On a Sunday in the preceding autumn, the kids had marched in carrying the flags of every nation in the world, even a couple that didn’t exist anymore, and because Tom had slept on the couch Saturday night he’d needed a coffee to wake him up before service that Sunday and wow was he not used to caffeine, and wow did both sticks on the hi-hats sound cool and snappy, and whoa did his own son Branson trip to that accelerated tempo and fall hard on his cute face, and oh jeez did he barely avoid impaling himself on South Africa and instead bounce his nose off the raised heel of Todd in front of him (Somalia), and holy cow did he ever require a mound of tissues to stop up the blood and absorb his tears and screams. The music went on sans drums as Tom loped out, bloodied kid in his arms whose nose was dammed up with soggy tissue cloth, and a tambourine was hitting the “on” beats, which was wrong.

Many others  have availed themselves of those super-absorbent and inconsistently lotioned sheets over the years: parents dedicating their babies; girls in huddled threes recounting into the podium microphone how awesome God had been for showing up on their mission trip to Philadelphia; the brave mother of a boy who’d died of cancer just before his commissioning as an officer in the Air Force; the 26-year-old divorcee bitterly claiming his new hope in Christ and his medium-aged hope in seeing his baby boy again.

For all the skull’s durability, it’s remarkable just how fragile a brain turns out to be. Stray too far from an emotional baseline and the stoppers will fall out in a cascade of saline to announce that this human has been struck, has been overcome, has suffered, is grateful, or just has some very serious feelings about some things. Tears are like a steam release valve for the spirit; building pressure demands an open aperture or it threatens to burst the whole machine. So the emotional exhaust puffs and hisses, and we again find ourselves in a bad way with the makeup and the idea of composure.

Is it a coincidence that tissues derive from wood pulp? The cross could have been planed into thin, flexible sheets to mop up the sorry faces of Christ’s disciples after He’d been cut open and unpinned. But His material comforts had to be withdrawn for a time. Sometimes hitting the dry floor of the well with your arms is just what the doctor ordered.

But back to church. Cheryl slumps over the rail this Wednesday afternoon in front of empty rows of pews and surrounded by clumped balls of paper. They don’t stop her tears or the thin mucus her tickled nose is dispensing; they just take these liquid signs of unrest away for a moment or two before a new heave wets her face again.

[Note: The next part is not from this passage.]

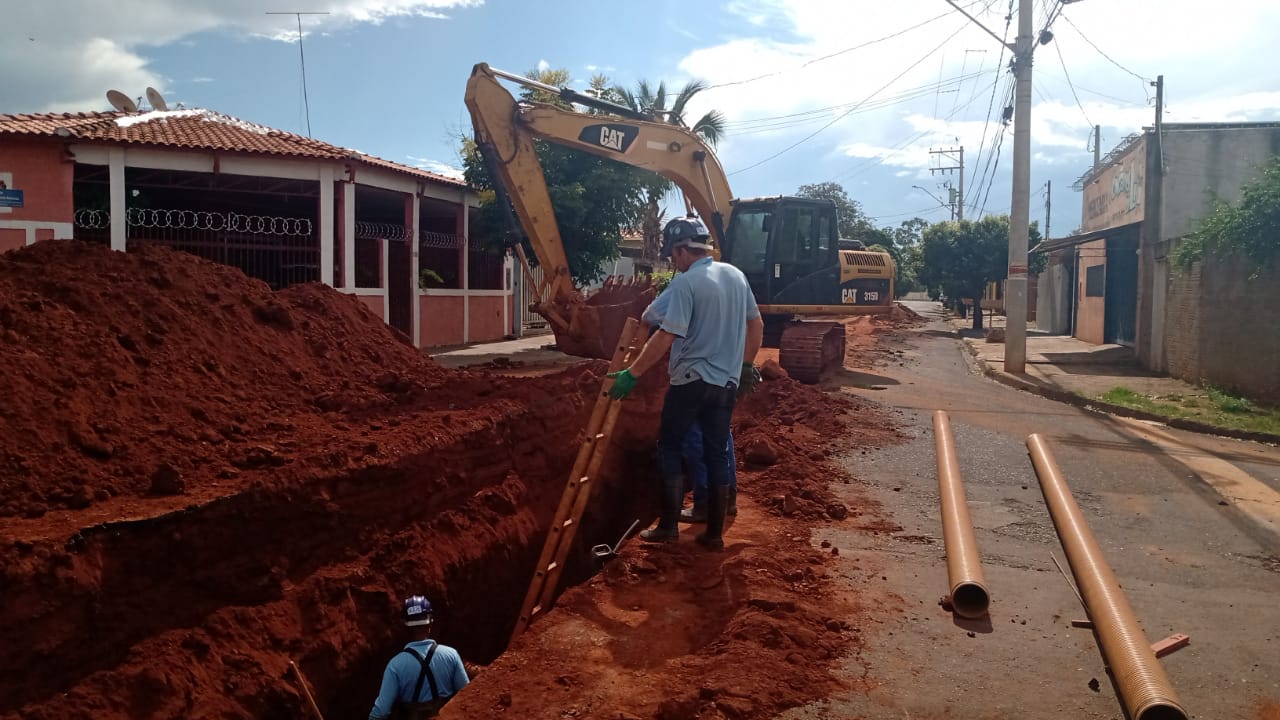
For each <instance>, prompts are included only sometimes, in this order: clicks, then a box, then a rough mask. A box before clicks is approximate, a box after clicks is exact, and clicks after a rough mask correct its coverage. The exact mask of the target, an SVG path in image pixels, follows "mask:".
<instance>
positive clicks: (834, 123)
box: [728, 26, 965, 176]
mask: <svg viewBox="0 0 1280 720" xmlns="http://www.w3.org/2000/svg"><path fill="white" fill-rule="evenodd" d="M964 28H965V26H960V27H959V28H956V31H955V32H952V33H951V35H950V36H947V38H946V40H943V41H942V42H941V44H938V46H937V47H934V49H933V50H929V51H928V53H925V54H924V56H922V58H920V59H919V60H916V61H914V63H911V64H910V65H908V68H906V69H905V70H902V72H900V73H897V74H896V76H893V78H892V79H890V81H888V82H886V83H884V85H882V86H881V87H879V88H877V90H876V91H874V92H872V94H870V95H868V96H867V97H865V99H864V100H863V102H865V101H868V100H870V99H872V97H876V95H878V94H879V92H881V91H882V90H884V88H886V87H888V86H891V85H893V83H895V82H897V81H899V79H900V78H901V77H902V76H905V74H906V73H909V72H911V70H913V69H915V67H916V65H919V64H920V63H923V61H925V60H928V59H929V58H931V56H933V54H934V53H937V51H938V50H941V49H942V46H943V45H946V44H947V42H951V41H952V40H954V38H955V37H956V36H957V35H960V32H961V31H963V29H964ZM856 109H858V105H854V106H852V108H850V109H849V110H846V111H844V113H841V114H840V115H837V117H836V118H835V119H833V120H831V122H829V123H827V124H824V126H822V127H820V128H818V129H815V131H813V132H812V133H809V135H808V136H805V137H803V138H801V140H797V141H796V142H794V143H791V145H788V146H787V147H783V149H782V150H780V151H777V152H774V154H773V155H769V156H768V158H765V159H763V160H759V161H756V163H753V164H750V165H748V167H745V168H741V169H739V170H733V172H732V173H728V174H731V176H733V174H737V173H744V172H746V170H750V169H751V168H758V167H760V165H763V164H764V163H768V161H769V160H773V159H774V158H778V156H780V155H783V154H785V152H790V151H791V150H795V149H796V147H799V146H800V145H803V143H805V142H808V141H809V140H813V138H814V137H817V136H818V133H820V132H823V131H824V129H827V128H829V127H831V126H833V124H836V123H838V122H840V120H842V119H845V118H846V117H847V115H850V114H851V113H852V111H854V110H856Z"/></svg>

She cries six feet away from where Jason stood triumphant and spiky-haired, twenty feet from where Branson planted his face into Todd’s New Balanced heel, ten feet from where three girls wept for God’s providence over three days in a homeless shelter, and zero feet from where the departed officer’s mother wept over her own boy only a few months earlier after everyone else had gone. Across time there are tissues everywhere, pinched and crumpled and soggy and crimson-stained and totally gross.

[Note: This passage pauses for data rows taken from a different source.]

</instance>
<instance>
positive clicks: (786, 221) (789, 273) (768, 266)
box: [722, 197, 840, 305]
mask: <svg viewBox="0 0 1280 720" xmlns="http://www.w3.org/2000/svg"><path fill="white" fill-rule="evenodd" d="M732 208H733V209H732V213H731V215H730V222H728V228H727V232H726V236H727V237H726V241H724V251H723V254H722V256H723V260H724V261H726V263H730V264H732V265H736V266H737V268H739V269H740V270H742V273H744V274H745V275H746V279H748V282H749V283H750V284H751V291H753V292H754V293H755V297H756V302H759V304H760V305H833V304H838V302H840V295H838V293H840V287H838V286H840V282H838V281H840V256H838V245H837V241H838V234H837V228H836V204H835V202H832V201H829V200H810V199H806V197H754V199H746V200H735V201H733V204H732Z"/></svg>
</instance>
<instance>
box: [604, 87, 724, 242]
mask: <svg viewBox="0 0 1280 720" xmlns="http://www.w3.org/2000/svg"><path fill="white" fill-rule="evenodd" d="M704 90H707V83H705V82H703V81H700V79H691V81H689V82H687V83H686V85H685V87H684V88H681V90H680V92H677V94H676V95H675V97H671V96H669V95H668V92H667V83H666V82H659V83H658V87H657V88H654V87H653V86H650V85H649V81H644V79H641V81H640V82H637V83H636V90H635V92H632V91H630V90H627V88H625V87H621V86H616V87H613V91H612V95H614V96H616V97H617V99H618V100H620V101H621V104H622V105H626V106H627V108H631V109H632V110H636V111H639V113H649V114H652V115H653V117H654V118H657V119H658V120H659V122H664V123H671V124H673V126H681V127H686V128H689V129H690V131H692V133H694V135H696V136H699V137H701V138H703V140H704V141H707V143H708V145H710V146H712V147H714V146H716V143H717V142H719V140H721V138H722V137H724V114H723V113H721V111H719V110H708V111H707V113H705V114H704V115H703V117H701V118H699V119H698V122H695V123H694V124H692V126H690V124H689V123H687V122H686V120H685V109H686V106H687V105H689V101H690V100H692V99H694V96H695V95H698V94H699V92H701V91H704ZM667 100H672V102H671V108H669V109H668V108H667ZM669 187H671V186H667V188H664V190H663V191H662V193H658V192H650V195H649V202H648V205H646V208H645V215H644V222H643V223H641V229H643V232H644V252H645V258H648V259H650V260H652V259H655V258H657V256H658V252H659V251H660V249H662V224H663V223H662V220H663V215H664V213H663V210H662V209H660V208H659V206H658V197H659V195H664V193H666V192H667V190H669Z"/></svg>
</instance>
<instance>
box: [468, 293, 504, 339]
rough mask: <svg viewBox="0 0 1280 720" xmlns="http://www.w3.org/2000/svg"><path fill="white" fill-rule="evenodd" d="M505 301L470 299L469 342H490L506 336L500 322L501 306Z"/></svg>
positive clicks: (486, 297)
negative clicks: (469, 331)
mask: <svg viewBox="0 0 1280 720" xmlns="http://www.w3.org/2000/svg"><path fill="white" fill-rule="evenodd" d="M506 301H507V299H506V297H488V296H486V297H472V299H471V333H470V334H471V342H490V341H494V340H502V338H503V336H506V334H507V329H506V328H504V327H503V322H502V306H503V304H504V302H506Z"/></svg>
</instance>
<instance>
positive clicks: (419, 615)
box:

And here in this temporal cross-section we also see Christ, the great high priest who knows every reason in the world for needing a tissue. He sees the sentimental and the heart-shocked, the selfish and devastated and grief-stricken and bloody-nosed. Can we drink the cup that He drinks? Before we drink anything, we may need to get a few fresh boxes to put under that rail. In God’s house these boxes only appear full on Sunday mornings for being constantly restocked by the saints.


1 Comment

  1. I feel the need to publicly recognize and applaud this line: “He would pee on the router, he thought, his eyes clouded with tears.”